Seizure & Forfeiture Lawyers in Chicago
There are many laws in Illinois that make it very profitable for counties like Cook and cities like Chicago to seize and forfeit property used in the commission of a crime. Of course, lawmakers are careful to emphasize that seizure and forfeiture laws are intended to deter future criminal conduct and not meant to line the pockets of the government. But once a piece of property is forfeited, the government is free to destroy it, keep it, or sell it and then retain the proceeds from the sale.
When Can Property Be Seized or Forfeited?
Generally, the police will move to seize a car, boat, or aircraft if the government can show by a preponderance of the evidence that the property was used in the commission of a crime as outlined in the statute. Yet what is surprising to most people is that even if the underlying criminal offense is later dismissed, the forfeiture proceedings can still go forward.
Under certain circumstances, almost any felony offense could subject property to seizure and forfeiture proceedings. People are also surprised to learn that certain sex offenses can trigger forfeiture proceedings as well. Criminal offenses such as DUI (driving under the influence) and "driving while license suspended" are more obvious justifications for the seizure of cars, boats, and aircrafts.
The law also allows the government to seize the personal property found in such vessels. For example, if any currency, coins, or jewels are found inside a seized boat, these items are subject to seizure and forfeiture as well, unless an owner can show by a preponderance of the evidence that his property was not acquired through the course of criminal conduct (and an independent source of funding can be established).

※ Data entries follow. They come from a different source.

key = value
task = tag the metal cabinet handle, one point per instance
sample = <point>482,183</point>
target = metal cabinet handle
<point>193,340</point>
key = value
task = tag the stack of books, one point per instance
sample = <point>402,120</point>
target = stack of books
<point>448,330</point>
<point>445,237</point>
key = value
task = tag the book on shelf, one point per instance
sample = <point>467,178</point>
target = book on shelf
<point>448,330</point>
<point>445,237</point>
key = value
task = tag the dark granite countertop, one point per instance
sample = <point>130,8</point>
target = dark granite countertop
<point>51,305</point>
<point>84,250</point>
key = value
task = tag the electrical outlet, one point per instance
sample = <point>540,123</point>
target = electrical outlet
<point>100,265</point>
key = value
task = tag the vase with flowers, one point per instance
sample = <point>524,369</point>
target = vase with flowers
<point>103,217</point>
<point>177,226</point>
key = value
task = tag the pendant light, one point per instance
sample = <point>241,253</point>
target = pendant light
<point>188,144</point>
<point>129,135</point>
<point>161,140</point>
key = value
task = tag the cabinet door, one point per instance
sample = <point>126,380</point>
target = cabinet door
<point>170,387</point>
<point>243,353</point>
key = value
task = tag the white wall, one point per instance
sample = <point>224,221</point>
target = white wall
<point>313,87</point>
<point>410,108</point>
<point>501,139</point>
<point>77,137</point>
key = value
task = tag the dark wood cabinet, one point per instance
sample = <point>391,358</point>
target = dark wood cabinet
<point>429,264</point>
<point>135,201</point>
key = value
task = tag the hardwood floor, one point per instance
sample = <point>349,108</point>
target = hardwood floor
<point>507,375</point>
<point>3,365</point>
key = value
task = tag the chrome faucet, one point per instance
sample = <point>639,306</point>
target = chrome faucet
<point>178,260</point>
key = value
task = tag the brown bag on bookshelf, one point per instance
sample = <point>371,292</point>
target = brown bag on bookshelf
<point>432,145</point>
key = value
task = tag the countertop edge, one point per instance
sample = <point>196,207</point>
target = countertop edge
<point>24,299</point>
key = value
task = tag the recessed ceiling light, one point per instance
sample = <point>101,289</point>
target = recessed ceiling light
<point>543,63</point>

Drug offenses are the most common cases where seizure of property occurs. Police will move for the seizure of cars, boats, automobiles, and even houses if they believe that such property was used to facilitate, deliver, manufacture, or transport illegal substances. Once again, personal property such as currency or jewelry could be subject to seizure unless an owner can show that said property was not acquired through criminal conduct.
What Court Procedures Must Be Followed?
The government must follow strict guidelines in order to initiate and prevail at seizure and forfeiture proceedings. The police cannot just take a person’s property without due process being afforded to the property owner. Once law enforcement seizes a certain property, the state must quickly seek a ruling from a circuit court that there is probable cause that the property is subject to forfeiture. Once the court finds probable cause at a hearing, the court can order the property be held until the end of the forfeiture proceedings.

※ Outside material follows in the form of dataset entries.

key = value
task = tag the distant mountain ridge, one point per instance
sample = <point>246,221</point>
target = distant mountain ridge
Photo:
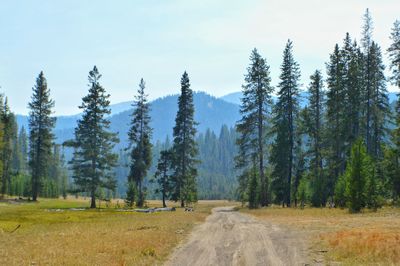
<point>210,112</point>
<point>235,97</point>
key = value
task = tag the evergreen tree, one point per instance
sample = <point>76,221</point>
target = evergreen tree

A property owner must respond in writing to the government’s petition for forfeiture within a given time period, and he or she has a right to appear at the hearing. A true property owner, an individual with a secured interest, or a lienholder can argue for the release of the property during proceedings. They need to convince the court that a substantial hardship will result without the access or use of said property. If the court orders the release of a property while forfeiture proceedings are pending, then the property owner must post a cash bond or security as determined by the court.
At a forfeiture hearing, the government must show by a preponderance of the evidence that the property was used in the commission of the crime in order to prevail. Likewise, the property owner or lienholder must show by a preponderance of the evidence that he, the owner, did not know or have reason to know that the property was used in the commission of a crime, or that some other exception in the statute applies. This used to be called the "innocent owner" exception.
A common example is when a car is stolen and later used in the commission of another crime. The car owner can establish that he did not know or did not have reason to know that his stolen car would later be used in a criminal enterprise. If a property owner prevails, then the court will order the release of the property as well as any cash security that was posted. If the government prevails, then it’s free to dispose of the property in any manner of choosing, including sale at a public auction.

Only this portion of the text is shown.